On a more positive note, Ahamad Emran recalls one of his more memorable FreeMarket events. It took place in Petaling Jaya and was a collaboration with the Malaysian Federation Of The Deaf.
“Those who wished to take anything from their (the deaf) booth had to learn to communicate using sign language. That was really something,” he shares, smiling, adding that in addition to giving away free items, FreeMarket also welcomes any kind of free services.
“One time, there was this boy who came with his chess set. All he wanted was for someone to play chess with him. That was really cute,” recalls Ahamad Emran, smiling broadly.
KEEP DOING GOOD THINGS
Ahamad Emran attributes his passion for doing good to his parents whom he confides had inculcated the practice of sharing and giving since he was young.

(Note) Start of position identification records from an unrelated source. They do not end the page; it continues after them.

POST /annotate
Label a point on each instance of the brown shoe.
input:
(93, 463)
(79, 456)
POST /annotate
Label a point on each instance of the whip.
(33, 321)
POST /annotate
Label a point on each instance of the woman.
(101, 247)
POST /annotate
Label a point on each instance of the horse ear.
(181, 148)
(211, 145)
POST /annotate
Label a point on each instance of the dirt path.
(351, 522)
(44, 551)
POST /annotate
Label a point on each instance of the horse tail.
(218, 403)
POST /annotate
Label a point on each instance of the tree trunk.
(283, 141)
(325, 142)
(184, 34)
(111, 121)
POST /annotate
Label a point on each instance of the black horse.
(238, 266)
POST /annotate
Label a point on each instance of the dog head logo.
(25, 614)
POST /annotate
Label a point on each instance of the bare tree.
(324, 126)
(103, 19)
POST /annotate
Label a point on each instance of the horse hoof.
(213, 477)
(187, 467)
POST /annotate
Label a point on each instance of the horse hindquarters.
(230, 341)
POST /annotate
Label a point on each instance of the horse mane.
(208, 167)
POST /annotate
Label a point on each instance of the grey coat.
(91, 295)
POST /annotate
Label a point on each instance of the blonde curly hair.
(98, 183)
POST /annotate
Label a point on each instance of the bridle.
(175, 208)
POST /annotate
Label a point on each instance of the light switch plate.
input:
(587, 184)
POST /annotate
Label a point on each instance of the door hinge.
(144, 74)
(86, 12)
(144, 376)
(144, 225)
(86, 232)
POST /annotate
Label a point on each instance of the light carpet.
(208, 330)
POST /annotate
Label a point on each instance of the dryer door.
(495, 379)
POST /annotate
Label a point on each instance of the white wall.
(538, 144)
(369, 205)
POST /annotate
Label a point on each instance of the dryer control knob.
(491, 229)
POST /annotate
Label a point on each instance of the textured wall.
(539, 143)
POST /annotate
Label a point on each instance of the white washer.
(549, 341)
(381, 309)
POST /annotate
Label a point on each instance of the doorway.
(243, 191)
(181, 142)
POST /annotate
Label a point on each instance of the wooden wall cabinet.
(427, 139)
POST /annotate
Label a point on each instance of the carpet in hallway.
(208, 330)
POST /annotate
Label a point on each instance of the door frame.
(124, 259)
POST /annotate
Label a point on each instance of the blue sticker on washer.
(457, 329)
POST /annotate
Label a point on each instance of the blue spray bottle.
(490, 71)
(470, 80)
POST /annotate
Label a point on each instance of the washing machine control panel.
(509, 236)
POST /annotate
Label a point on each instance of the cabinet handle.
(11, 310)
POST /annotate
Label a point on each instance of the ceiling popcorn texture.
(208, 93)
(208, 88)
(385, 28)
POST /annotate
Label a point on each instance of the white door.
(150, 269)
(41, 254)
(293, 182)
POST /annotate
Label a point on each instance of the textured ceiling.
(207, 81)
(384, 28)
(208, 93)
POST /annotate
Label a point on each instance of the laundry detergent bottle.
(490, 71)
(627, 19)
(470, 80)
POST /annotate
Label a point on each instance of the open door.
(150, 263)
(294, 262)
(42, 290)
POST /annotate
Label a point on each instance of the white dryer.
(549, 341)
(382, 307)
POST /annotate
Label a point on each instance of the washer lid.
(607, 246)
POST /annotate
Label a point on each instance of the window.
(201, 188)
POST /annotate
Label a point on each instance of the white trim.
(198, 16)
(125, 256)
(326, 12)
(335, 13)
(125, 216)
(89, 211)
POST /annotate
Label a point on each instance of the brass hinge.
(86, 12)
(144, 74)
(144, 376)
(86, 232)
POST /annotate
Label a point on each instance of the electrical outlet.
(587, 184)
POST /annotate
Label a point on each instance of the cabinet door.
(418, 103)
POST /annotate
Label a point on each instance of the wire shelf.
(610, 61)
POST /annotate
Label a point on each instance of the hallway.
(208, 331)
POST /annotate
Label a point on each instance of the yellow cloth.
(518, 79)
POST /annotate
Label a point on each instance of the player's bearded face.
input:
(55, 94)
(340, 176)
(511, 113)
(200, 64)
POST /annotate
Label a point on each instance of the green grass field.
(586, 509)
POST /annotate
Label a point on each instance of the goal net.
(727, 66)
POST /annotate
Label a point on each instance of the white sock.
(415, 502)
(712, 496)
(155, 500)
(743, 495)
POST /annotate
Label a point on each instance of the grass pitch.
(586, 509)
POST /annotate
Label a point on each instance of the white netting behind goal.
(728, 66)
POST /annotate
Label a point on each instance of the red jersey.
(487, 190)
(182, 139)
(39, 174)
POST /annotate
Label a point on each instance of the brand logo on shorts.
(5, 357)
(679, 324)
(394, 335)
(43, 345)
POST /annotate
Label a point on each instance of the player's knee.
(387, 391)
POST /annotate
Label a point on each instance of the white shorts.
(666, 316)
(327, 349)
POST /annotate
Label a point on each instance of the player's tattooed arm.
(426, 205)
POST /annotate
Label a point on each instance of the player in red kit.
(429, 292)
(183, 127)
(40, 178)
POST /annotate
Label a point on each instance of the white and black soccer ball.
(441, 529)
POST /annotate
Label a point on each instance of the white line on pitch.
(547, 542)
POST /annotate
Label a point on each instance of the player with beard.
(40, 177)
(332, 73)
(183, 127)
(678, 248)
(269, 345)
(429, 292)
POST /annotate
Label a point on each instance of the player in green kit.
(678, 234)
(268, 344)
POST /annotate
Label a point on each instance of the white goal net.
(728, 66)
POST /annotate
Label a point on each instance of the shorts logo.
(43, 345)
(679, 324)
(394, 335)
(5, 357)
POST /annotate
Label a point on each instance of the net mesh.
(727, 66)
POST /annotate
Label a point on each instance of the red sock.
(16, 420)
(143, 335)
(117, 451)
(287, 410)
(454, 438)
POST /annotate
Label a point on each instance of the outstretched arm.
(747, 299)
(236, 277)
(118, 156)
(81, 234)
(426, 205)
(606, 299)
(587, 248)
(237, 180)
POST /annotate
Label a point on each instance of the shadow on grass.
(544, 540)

Smiling, he adds that being a part of the FreeMarket project has also made him a better person on the work front, revealing how he now finds himself incorporating the values that he has learnt from the project into his day job in advertising.
“I always make sure that there’s heart and soul in what I do for my clients and I’m more mindful of how a client’s product can benefit others,” shares Ahamad Emran who’s been in the design industry for 14 years.
His eyes takes on a faraway look as he confides that he hadn’t always been a social butterfly growing up. Being part of the FreeMarket project has helped him to improve his social skills.
“I remember giving away my technical pen set which I used when I studied Art. Someone came and asked for it and just like that, a rather interesting conversation about art ensued. It was such a nice feeling, especially for a shy person like me,” admits Ahamad Emran, grinning sheepishly.
So, what’s next for you? I ask as we near the end of our chat.
Again a pause before the 38-year-old concludes: “I’m not getting any younger. My time can be anytime. So I wish to continue doing good things and getting continuous pahala (reward). At the same time, I want to inspire more people to do good as well. It doesn’t matter what — as long as it’s a good thing, keep doing it.”